When he turned seventeen he joined the Canadian pop/ska unit One, playing drums. After a short stay he moved on to Bernie J & the Galaxie Band, playing bass and mastering the Marley songbook. From eighteen to twenty-four on to a band called Revalation/Family Man.

With Pablo now focused on his renovation business he passed on his prized set of Ludwig drums to Jesse.
Through the next decade Jesse played drums on flatbed trucks; soca, ska and reggae at Caribana, and immersed himself in Jamaican music and culture. Pablo gave Jess a copy of King Tubby Meets the Uptown Rockers and that clarified the direction and sound he would pursue.

By early 2004 all the years formulating a sound and experimenting Jesse debuted his independent recording Campion Sound Clash and a rebranding; Jesse ”Dubmatix” King. That would be followed by Atomic Subsonic in 2006, Renegade Rocker 2008, Juno award winning System Shakedown 2010, a fifth Juno nomination for Rebel Massive 2013. All of the music remained rooted in the historic tradition, Trenchtown rawness and vibrant cultural landscape of Jamaica. The albums include such eminent artists and practitioners as the late Alton Ellis, Michael Rose of Black Uhuru, The Mighty Diamonds, Horace Andy,  Eek-A-Mouse, Linval Thompson, Sugar Minott, Ranking Joe, the late Wayne Smith and others.
 Dubmatix - Pull Up Selector

There were two films; the documentary RasTa: A Soul’s Journey produced by Marley’s granddaughter Donisha Prendergast and full length feature Home Again, detailing the abuse and sordid treatment of Jamaicans deported back to their homeland. Jesse provided and wrote several tracks for the films.

Our big reggae family came together in 2013 with the formation of the Rhythm Express. Both Jesse and I formed a collective focused on classic ska and reggae. A band with big voices; Selena Evangeline, Gavin Hope and Stacey Kay; bold horns; Chris Butcher trombone and Bobby Hsu alto saxophone. Everton ‘Pablo’ Paul- drums, Dubmatix, bass, Jorge ‘Luis’ Papiosco, percussion and pops King on keyboards. Two singles have made their way into the mainstream of alternative radio; “Black Woman” written by the I-Threes Judy Mowatt and “Hold Fast,” scripted by Gizelle Smith.
That set of drums that put all of us in motion in 1974 and loaned to Jesse by Pablo, stayed in the family sixteen years until Pablo formed the band Jamaica to Toronto and returned to playing publicly. Jesse had the set overhauled and restored to prime shape. To this day, it’s the sound of roots reggae on many a family recorded side. Much like the drum set that familiarized the planet to that Stax Record Memphis soul sound, Pablo’s kit still packs plenty history.

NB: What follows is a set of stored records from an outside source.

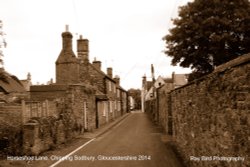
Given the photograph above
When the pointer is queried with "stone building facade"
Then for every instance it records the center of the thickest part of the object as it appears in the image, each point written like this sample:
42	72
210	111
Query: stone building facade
75	69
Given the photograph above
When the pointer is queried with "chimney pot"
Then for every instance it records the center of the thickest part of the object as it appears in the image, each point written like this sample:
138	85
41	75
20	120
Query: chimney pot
110	72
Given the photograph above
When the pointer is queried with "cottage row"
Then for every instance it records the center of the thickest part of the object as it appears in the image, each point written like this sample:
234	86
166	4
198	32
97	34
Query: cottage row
95	97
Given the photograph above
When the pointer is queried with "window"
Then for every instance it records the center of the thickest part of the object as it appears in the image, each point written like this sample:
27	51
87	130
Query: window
110	107
110	88
104	109
118	93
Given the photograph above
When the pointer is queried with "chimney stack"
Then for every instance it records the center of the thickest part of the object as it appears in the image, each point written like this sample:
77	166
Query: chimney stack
83	49
110	72
97	64
144	81
67	40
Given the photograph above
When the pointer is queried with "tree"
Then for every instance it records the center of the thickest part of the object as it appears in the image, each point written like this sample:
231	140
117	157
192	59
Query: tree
136	94
2	43
209	33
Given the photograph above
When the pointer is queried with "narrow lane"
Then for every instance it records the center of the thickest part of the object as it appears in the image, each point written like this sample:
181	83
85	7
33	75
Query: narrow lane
133	142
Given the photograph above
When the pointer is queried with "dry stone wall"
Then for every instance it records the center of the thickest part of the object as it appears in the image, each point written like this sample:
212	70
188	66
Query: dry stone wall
211	116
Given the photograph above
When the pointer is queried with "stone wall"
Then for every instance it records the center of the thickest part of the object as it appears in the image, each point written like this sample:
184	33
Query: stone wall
10	128
47	92
211	116
74	113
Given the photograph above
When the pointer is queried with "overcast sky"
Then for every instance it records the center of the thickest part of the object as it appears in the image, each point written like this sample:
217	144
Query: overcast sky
124	34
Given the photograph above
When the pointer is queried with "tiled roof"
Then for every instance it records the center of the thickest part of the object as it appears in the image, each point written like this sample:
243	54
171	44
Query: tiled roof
180	79
10	83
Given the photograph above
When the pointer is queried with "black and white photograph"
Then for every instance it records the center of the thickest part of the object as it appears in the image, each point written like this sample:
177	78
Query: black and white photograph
124	83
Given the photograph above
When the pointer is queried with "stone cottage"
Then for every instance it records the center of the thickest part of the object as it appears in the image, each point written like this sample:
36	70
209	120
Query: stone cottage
100	97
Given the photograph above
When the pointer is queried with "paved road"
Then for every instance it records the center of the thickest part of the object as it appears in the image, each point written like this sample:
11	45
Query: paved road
134	142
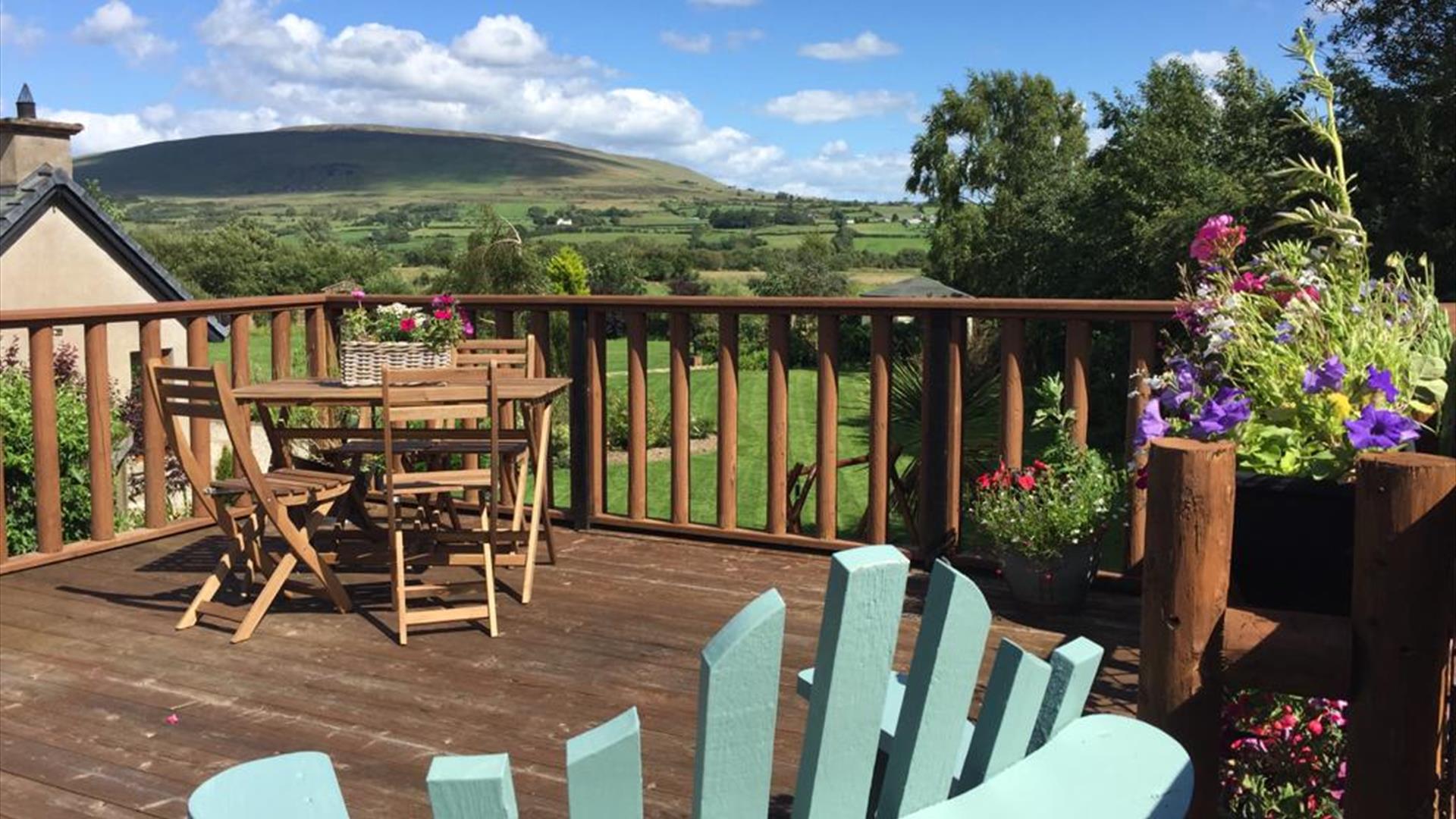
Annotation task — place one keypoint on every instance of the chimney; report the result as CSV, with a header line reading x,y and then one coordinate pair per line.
x,y
28,142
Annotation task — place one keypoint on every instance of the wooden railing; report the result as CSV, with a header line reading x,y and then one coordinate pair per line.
x,y
941,328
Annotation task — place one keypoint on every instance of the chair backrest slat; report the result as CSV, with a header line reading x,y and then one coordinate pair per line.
x,y
737,706
938,695
1008,714
1074,670
852,670
604,770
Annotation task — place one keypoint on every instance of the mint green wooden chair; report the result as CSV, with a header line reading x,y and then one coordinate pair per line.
x,y
1028,755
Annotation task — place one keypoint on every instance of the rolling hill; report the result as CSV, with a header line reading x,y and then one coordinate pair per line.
x,y
381,159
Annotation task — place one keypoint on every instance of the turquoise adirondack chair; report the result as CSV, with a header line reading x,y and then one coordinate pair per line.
x,y
1030,754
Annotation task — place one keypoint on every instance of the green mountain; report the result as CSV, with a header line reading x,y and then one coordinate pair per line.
x,y
381,159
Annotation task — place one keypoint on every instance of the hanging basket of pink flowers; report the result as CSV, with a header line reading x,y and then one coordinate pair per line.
x,y
398,337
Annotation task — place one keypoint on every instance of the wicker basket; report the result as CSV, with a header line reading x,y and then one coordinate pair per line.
x,y
362,363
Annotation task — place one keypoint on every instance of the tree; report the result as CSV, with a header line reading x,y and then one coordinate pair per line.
x,y
993,161
1395,74
568,271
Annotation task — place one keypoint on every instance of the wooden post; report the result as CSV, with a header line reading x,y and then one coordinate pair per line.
x,y
679,343
1139,359
1185,591
1401,611
1079,344
596,411
200,430
826,509
778,494
637,416
935,425
47,447
878,502
727,420
283,344
240,334
153,441
318,343
1014,344
98,433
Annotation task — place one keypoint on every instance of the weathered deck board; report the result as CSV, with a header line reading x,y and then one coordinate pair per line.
x,y
91,668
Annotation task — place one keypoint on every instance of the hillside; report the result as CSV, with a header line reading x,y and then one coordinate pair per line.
x,y
359,159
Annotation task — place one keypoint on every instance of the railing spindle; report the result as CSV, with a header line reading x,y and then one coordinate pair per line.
x,y
47,447
318,343
880,340
98,433
153,442
283,344
679,343
200,430
727,420
826,499
1139,359
1079,344
596,411
637,414
778,494
1014,344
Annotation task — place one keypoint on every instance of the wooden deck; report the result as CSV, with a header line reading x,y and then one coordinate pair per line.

Marley left a profound mark not only on the commercial entities that use his music to lure sunbathers; the street-hawkers and merchants who capitalize on his legacy; but also, on those who seriously took his music and message to heart and share a reverence for the innovative rhythms and words that still resonate with the masses . We, as an extended musical family, celebrate 40 years of organ riffs, bass patterns, beats that sustain, and plenty of easy-skanking. We all still live on the Isle of Marley.